Q2: How do you know what movie to be excited for if you don’t watch any trailers?

A2: If you read any movie websites (Collider, Slashfilm, IGN, etc.) then they frequently have lists on what movies to be excited for. I like following directors, so that makes it a little easier to figure out what to look forward to in the upcoming year. Reading small headlines about movie news is a great way to get excited about stuff without knowing too much.

Q3: Do you really not watch ANY trailers anymore?

A3: I do watch trailers still. The only difference is that I watch trailers for movies I know literally nothing about, or if it’s for a movie I most likely won’t care about. I will say that if you MUST break the rule of not watching trailers, the best ones to watch are the teaser trailers. Those are what trailers SHOULD be. Here’s an example below:

That is the definition of a perfect teaser trailer. Doesn’t reveal anything big, but is intriguing enough to get you hooked. Movies nowadays try to make trailers that are movies in and of itself.

In line with the principle of No Trailers, all my reviews will also be spoiler free. Unfortunately this means I can’t talk as in-depth about them, like analyzing specific scenes and what-not, but oftentimes it is worth keeping a secret about them.


The last thing I’d like to leave you with is how I will grade my movies. I find that a numeric value or a letter grade scale does not accurately depict how much I really like or dislike a movie. However, the marriage between the two grading scales creates a far superior product of critique−the PH scale. Some of you may have heard of the PH scale when you were in 7th grade biology. Thankfully, that scale no longer applies to your everyday life like this one will.

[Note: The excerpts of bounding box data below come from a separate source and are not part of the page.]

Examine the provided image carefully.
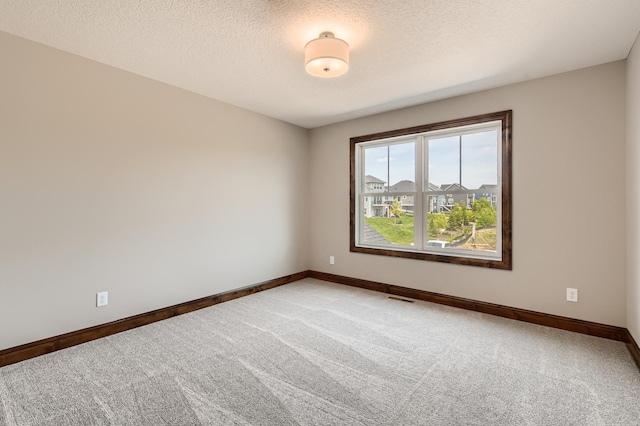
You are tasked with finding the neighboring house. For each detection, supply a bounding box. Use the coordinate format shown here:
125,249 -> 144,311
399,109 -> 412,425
388,180 -> 416,216
364,175 -> 389,217
364,175 -> 480,217
475,184 -> 498,207
364,175 -> 416,217
429,183 -> 476,213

Below is the reverent makeup of the PH scale:

A+ = 96-100
A  = 91-95
A- = 86-90
B+ = 81-85
B  = 76-80
B- = 71-75
C+ = 66-70
C  = 61-65
C- = 56-60
D+ = 51-55
D  = 46-50
D- = 41-45
F  = 0-40

Growing up as an Asian American, I was told that an A+ is standard excellence, an A is well…not an A+, an A- is pushing it, and anything below that is a knock on Death’s Door. I always felt that our current grading scale gave too little space for great and excellent movies to be critiqued, while average to bad movies got almost the entire scale space. By adjusting for the PH scale, movies with a B+ grade will be more distinct from a B movie, and equally have more weight to it. I hope that through this revolution, movies with a C+ rating won’t be immediately tossed aside without any consideration of watching, but still be an enjoyable movie that just may not be as impressive as its peers.

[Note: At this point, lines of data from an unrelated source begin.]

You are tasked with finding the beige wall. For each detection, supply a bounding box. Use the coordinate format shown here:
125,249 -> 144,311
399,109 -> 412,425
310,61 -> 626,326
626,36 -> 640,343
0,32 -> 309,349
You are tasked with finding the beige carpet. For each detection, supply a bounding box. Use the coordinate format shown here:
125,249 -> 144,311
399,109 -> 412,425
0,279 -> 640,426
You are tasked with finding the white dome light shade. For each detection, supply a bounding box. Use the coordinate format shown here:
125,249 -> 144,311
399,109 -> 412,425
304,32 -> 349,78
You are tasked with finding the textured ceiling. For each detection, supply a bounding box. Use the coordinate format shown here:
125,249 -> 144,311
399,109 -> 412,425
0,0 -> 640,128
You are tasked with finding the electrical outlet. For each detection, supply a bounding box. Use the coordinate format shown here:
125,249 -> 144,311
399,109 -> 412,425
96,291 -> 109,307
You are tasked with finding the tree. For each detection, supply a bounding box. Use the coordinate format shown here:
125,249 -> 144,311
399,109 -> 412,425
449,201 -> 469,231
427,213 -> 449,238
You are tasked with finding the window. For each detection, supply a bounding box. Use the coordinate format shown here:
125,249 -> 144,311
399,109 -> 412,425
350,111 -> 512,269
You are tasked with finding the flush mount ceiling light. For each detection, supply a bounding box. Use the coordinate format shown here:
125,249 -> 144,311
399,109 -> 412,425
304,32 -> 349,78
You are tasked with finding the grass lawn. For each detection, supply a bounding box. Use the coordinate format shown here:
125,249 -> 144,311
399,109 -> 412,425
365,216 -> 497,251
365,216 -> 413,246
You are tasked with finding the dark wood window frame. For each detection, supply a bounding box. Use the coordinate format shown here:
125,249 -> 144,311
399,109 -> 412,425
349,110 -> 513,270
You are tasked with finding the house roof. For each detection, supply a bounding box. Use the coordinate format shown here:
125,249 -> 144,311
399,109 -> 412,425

To conclude, if anyone is actually reading this, I hope you can get something out of my thoughts. I don’t tend to write with very flowery prose, I won’t make you cry tears of wonder at my description of how John Wick headshotted thug #91, and I won’t try to make you laugh and be super entertained by my thoughts because that would take me way longer to write up reviews than I would want, and I don’t want to be burned out writing about the 214th Marvel movie. This is really more of an open diary of my thoughts so that I can look back fondly and see how utterly wise I was since the inception of this blog.

I am of the mind that everyone is entitled to their opinion about movies, even if their opinion is wrong. If you find that your tastes line up with mine, then I hope I can serve to be a useful Personal Netflix to you. If you find that your tastes consistently are polar opposites of mine, then you can also find use in that by knowing what not to watch and what to be intrigued by. Also, I hate you.